This year, further layoffs may occur. Bridgestone Americas has already announced cuts across the region. The plan includes the closure of a factory in the United States, with the firing of 700 workers, as well as cuts in Argentina and Brazil. The company said in a statement that about 1,760 – or nearly 4 percent – of “our nearly 44,000 employees in North America and Latin America are leaving the company as part of voluntary and involuntary staff reductions.”
Job cuts and unsafe working conditions are directly related. When a company reduces its workforce, it requires the remaining workers to compensate for production, which means less time for machine maintenance, putting on protective equipment, or even taking adequate breaks. The workday becomes longer, faster, and more dangerous – a perfect recipe for new accidents.
Job cuts also exert pressure externally: from the corporations’ point of view, the workforce is easily replaceable as they have a reserve army of unemployed people at their disposal.
The strategy of Bridgestone, a transnational giant, is rooted in its need to maximize profits. Always in search of cheaper labor and cost reductions, it uses its global structure to transfer production from one region to another, temporarily suspending certain products, postponing the replacement of precarious machinery as long as possible, and exhausting its workers to death, if necessary.
Daniel’s death at Bridgestone in Santo André cannot be viewed as merely an accident or an isolated case. In recent weeks and months, the World Socialist Web Site has reported on worker deaths in Italy, South Korea, and numerous US states. These examples are part of the global industrial slaughterhouse that kills millions of workers around the world every year.

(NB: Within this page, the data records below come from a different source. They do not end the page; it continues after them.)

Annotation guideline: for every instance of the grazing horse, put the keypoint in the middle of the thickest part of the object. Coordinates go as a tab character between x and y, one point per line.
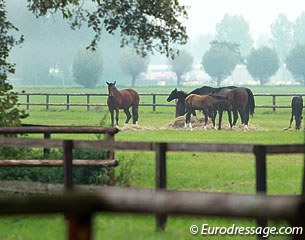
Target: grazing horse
242	101
180	105
209	104
180	96
123	99
297	108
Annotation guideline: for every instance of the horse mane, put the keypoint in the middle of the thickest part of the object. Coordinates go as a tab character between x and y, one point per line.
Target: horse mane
201	90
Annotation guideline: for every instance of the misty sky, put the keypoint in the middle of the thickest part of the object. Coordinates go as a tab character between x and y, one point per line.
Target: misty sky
205	14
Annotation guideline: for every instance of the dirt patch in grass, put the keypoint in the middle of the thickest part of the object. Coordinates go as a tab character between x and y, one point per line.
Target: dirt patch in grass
198	123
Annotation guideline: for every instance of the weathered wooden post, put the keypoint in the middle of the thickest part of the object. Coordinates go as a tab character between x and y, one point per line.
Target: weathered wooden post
27	101
88	102
79	225
154	102
47	101
161	178
110	155
46	151
68	102
273	103
261	179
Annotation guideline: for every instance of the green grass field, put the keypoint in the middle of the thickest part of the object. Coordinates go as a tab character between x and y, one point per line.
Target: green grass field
192	171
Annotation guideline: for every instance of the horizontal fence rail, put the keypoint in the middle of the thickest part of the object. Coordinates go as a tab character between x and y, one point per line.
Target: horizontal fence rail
161	201
102	98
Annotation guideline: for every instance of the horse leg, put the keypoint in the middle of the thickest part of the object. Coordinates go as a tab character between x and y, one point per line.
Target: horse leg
128	115
112	117
243	114
117	117
135	115
235	117
291	119
220	119
206	117
230	119
188	120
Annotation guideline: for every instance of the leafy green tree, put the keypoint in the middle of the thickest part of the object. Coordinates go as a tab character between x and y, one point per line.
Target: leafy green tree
235	29
87	68
146	25
281	32
132	64
10	115
181	64
298	30
295	62
220	60
262	63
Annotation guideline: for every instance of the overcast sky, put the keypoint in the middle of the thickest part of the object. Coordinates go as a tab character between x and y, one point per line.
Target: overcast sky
205	14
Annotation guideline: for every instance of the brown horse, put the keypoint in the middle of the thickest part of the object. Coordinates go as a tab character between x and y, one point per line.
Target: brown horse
123	99
210	105
242	101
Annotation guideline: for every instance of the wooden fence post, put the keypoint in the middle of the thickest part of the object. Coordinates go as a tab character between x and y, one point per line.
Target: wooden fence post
68	158
273	103
28	101
47	101
154	102
79	226
110	170
68	102
46	151
88	102
261	179
161	179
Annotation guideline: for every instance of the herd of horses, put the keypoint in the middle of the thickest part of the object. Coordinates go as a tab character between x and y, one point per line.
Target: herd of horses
209	100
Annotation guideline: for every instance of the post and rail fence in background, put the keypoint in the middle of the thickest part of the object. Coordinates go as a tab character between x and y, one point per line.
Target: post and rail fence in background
160	201
88	104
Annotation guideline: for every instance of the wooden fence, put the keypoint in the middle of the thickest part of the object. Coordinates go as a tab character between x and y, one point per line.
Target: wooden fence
88	104
161	202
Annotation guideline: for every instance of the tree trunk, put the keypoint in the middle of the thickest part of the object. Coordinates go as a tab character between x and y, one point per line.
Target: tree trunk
178	80
133	81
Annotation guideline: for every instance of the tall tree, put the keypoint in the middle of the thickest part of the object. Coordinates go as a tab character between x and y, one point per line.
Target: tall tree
262	63
299	30
235	29
295	62
281	32
87	68
132	64
220	60
147	25
181	64
10	115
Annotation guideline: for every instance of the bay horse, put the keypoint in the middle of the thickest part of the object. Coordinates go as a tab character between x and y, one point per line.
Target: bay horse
210	105
296	111
242	101
181	95
123	99
180	104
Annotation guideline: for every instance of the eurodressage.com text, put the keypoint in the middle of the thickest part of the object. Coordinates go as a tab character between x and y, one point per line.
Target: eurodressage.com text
206	230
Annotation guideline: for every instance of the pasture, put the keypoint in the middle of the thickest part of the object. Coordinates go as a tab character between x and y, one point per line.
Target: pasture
215	172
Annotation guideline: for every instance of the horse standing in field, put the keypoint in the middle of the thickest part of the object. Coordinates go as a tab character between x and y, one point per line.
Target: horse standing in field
242	101
296	111
123	99
210	105
180	105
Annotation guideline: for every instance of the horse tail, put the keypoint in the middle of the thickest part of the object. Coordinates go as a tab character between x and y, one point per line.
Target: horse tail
251	102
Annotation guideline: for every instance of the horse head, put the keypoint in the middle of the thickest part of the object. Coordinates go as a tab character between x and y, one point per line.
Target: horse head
111	88
172	95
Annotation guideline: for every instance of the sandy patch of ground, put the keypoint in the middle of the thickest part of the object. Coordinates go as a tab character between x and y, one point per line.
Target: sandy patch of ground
179	122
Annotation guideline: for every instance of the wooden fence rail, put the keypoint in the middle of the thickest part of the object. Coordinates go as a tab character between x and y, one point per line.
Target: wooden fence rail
88	104
260	152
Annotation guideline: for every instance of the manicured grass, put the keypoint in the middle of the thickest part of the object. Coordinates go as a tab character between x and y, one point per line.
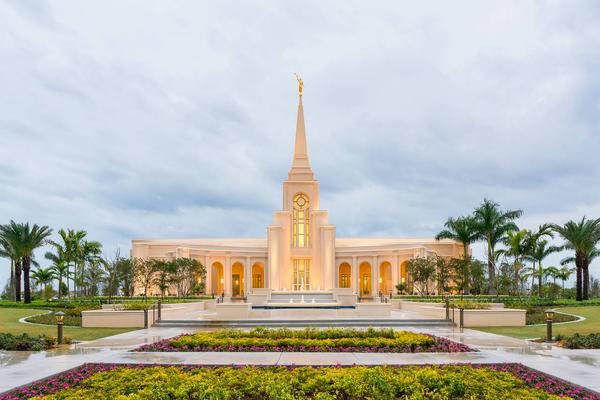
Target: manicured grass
9	323
590	325
111	381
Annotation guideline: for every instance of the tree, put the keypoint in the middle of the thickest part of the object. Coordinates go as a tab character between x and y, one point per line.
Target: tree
89	258
24	240
164	272
70	249
581	237
538	253
564	274
7	251
187	275
462	230
492	225
534	240
93	277
60	267
517	247
43	277
422	270
111	275
444	271
145	269
126	271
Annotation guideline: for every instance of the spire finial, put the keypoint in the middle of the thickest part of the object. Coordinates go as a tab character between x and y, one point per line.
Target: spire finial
300	84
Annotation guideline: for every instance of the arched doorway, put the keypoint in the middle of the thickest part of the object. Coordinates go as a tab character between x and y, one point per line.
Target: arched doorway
218	281
365	279
258	276
237	279
404	278
385	278
345	276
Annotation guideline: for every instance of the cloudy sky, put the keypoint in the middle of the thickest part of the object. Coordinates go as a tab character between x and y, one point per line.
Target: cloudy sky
164	119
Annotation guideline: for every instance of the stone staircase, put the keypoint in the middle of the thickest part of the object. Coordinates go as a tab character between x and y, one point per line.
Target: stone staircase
300	323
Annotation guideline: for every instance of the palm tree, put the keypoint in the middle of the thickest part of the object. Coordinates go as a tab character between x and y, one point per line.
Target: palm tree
539	252
60	266
581	237
461	230
517	247
89	254
6	251
492	225
564	274
534	241
43	277
24	239
72	243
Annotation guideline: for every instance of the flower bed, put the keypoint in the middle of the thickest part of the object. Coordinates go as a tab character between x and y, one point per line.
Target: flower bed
311	340
112	381
579	341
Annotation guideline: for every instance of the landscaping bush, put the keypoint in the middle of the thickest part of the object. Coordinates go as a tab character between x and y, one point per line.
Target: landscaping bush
470	305
113	381
25	342
578	341
314	340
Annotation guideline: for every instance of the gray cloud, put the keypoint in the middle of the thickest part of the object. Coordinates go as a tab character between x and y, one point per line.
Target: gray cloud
176	119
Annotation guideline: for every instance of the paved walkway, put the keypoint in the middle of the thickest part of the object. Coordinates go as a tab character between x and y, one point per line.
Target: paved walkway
578	366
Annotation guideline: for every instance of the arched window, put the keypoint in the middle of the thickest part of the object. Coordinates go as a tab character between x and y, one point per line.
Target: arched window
300	219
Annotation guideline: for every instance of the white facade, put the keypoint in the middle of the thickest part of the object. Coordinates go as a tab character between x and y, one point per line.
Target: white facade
301	252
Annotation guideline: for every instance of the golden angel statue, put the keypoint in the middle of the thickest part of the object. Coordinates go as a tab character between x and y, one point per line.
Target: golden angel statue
300	84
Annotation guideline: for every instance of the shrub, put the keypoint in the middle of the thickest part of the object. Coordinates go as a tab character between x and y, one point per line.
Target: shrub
113	381
316	340
25	342
470	305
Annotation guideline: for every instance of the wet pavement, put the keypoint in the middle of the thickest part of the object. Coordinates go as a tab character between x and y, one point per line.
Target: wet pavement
581	367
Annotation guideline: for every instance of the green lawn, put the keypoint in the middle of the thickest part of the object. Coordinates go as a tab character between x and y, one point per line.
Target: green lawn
589	325
9	323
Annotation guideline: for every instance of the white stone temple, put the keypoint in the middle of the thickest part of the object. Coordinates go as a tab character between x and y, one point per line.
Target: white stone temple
301	255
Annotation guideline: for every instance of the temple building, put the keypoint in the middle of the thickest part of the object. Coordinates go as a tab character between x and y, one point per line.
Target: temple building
301	253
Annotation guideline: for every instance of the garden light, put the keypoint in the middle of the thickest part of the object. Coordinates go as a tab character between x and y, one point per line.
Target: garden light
549	319
60	320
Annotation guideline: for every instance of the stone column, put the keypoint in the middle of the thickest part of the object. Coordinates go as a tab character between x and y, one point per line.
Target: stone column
395	273
208	284
375	285
247	277
354	275
227	277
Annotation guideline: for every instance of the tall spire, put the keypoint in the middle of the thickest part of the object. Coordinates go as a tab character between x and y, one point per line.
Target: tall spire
300	170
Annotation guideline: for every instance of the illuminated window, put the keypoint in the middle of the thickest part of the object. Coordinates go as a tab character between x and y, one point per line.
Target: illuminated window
301	269
301	221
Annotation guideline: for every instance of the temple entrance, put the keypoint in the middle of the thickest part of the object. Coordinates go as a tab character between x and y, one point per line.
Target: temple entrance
301	268
385	278
365	279
258	276
237	280
345	275
218	283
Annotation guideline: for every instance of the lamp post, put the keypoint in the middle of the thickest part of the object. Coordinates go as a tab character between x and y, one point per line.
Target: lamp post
549	319
447	303
60	320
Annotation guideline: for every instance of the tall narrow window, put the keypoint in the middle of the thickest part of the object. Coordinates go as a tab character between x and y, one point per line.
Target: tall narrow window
301	221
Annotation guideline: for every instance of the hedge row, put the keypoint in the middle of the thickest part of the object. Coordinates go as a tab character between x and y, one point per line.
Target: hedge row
326	340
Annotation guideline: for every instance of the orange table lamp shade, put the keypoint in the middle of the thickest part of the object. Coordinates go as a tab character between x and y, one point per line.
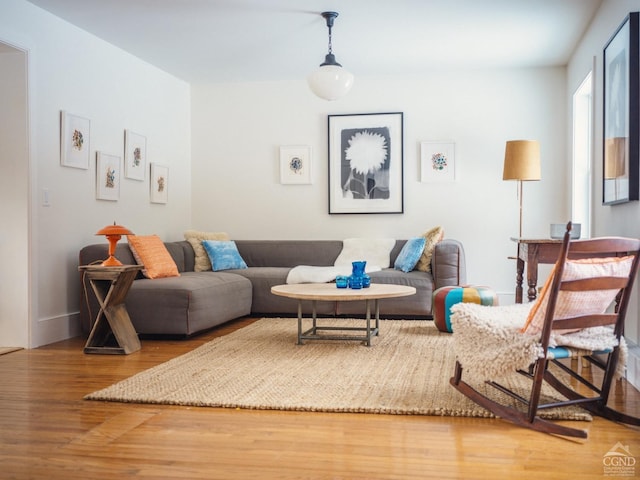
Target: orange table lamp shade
113	233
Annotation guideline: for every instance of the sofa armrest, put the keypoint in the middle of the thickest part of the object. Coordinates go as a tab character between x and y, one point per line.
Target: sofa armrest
448	264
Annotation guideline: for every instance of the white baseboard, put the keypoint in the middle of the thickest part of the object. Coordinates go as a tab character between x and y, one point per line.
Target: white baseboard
633	365
55	329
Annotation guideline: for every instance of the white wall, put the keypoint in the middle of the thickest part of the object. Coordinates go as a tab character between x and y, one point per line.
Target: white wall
238	128
622	219
74	71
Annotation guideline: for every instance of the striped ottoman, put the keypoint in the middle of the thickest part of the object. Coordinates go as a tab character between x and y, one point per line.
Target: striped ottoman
446	297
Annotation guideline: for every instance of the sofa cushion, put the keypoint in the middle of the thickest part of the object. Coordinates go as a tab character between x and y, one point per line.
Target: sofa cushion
151	252
188	304
264	302
195	238
223	255
432	237
374	251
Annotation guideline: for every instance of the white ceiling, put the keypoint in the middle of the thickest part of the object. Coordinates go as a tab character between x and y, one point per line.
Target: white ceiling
263	40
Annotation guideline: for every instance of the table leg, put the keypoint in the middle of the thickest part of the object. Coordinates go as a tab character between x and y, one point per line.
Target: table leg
532	274
300	322
519	278
368	340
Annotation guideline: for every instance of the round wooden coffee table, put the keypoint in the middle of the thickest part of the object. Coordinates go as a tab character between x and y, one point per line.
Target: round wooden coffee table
328	292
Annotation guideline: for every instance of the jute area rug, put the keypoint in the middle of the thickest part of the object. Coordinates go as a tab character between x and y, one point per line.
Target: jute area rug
405	371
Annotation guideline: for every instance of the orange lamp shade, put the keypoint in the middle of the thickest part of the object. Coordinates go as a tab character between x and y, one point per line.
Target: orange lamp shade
113	233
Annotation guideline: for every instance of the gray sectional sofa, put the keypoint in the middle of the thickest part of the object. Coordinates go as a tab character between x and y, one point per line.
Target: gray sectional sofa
196	301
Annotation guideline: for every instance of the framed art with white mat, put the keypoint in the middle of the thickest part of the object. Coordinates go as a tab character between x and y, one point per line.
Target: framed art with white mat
75	133
159	183
107	176
135	155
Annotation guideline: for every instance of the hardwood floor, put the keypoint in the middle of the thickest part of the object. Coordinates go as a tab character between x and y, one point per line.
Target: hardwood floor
48	431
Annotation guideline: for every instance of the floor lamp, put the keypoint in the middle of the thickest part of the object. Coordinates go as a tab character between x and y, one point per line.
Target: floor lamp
522	163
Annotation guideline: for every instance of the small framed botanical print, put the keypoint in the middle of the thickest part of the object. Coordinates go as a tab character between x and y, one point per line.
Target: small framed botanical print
437	162
295	165
74	141
107	176
135	155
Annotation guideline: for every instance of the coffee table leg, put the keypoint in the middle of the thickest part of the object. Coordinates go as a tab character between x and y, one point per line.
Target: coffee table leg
368	341
315	316
300	322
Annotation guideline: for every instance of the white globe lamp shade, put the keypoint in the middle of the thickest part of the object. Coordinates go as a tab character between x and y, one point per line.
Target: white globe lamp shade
330	82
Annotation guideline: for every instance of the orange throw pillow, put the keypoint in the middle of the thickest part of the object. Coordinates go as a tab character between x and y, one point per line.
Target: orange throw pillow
150	252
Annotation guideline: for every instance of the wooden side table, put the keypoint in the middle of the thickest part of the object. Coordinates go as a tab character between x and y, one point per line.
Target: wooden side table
111	285
533	252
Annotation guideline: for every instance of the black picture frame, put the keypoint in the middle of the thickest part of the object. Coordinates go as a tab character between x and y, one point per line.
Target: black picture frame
621	114
366	171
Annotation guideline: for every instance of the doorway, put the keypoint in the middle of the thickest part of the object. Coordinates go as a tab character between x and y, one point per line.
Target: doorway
14	199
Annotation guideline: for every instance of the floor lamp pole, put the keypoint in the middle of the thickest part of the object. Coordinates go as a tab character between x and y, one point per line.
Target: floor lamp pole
520	198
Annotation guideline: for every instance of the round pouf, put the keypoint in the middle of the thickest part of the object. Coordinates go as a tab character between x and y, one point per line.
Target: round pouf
446	297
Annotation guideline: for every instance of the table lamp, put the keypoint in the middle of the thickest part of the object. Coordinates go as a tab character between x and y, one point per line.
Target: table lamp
522	163
113	233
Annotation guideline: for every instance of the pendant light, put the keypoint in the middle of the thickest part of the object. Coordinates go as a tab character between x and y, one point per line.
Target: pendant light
330	81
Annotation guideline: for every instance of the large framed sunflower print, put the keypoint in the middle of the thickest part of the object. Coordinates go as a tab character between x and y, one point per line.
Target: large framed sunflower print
365	163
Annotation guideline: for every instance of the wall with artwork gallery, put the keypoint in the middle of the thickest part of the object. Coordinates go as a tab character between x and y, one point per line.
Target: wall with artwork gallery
301	176
79	184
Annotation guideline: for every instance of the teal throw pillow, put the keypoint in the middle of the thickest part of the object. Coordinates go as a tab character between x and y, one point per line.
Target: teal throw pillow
410	254
223	255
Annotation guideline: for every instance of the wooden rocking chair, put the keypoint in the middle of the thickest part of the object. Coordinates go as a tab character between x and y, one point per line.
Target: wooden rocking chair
588	273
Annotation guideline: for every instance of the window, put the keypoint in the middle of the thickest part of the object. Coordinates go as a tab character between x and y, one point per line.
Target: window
581	171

The working conditions that killed these workers cannot be tolerated, at the risk of new victims and the normalization of death in the name of capitalist profit. The slogan “Workers’ lives matter” must be a starting point for the unification of workers in this and other factories, in other cities and across national borders.
The Socialist Equality Group in Brazil, in solidarity with the International Committee of the Fourth International (ICFI), supports the struggle of the International Workers Alliance of Rank-and-File Committees (IWA-RFC) against the criminal negligence of corporations internationally, which was recently expressed in the investigation it launched into the death of Ronald Adams Sr. in the United States.
The GSI also supports the IWA-RFC’s call for the struggle for safe working conditions to be carried forward through the creation of rank-and-file committees independent of the unions, which are complicit in the social murder of workers by the capitalist system, and based on an internationalist socialist program.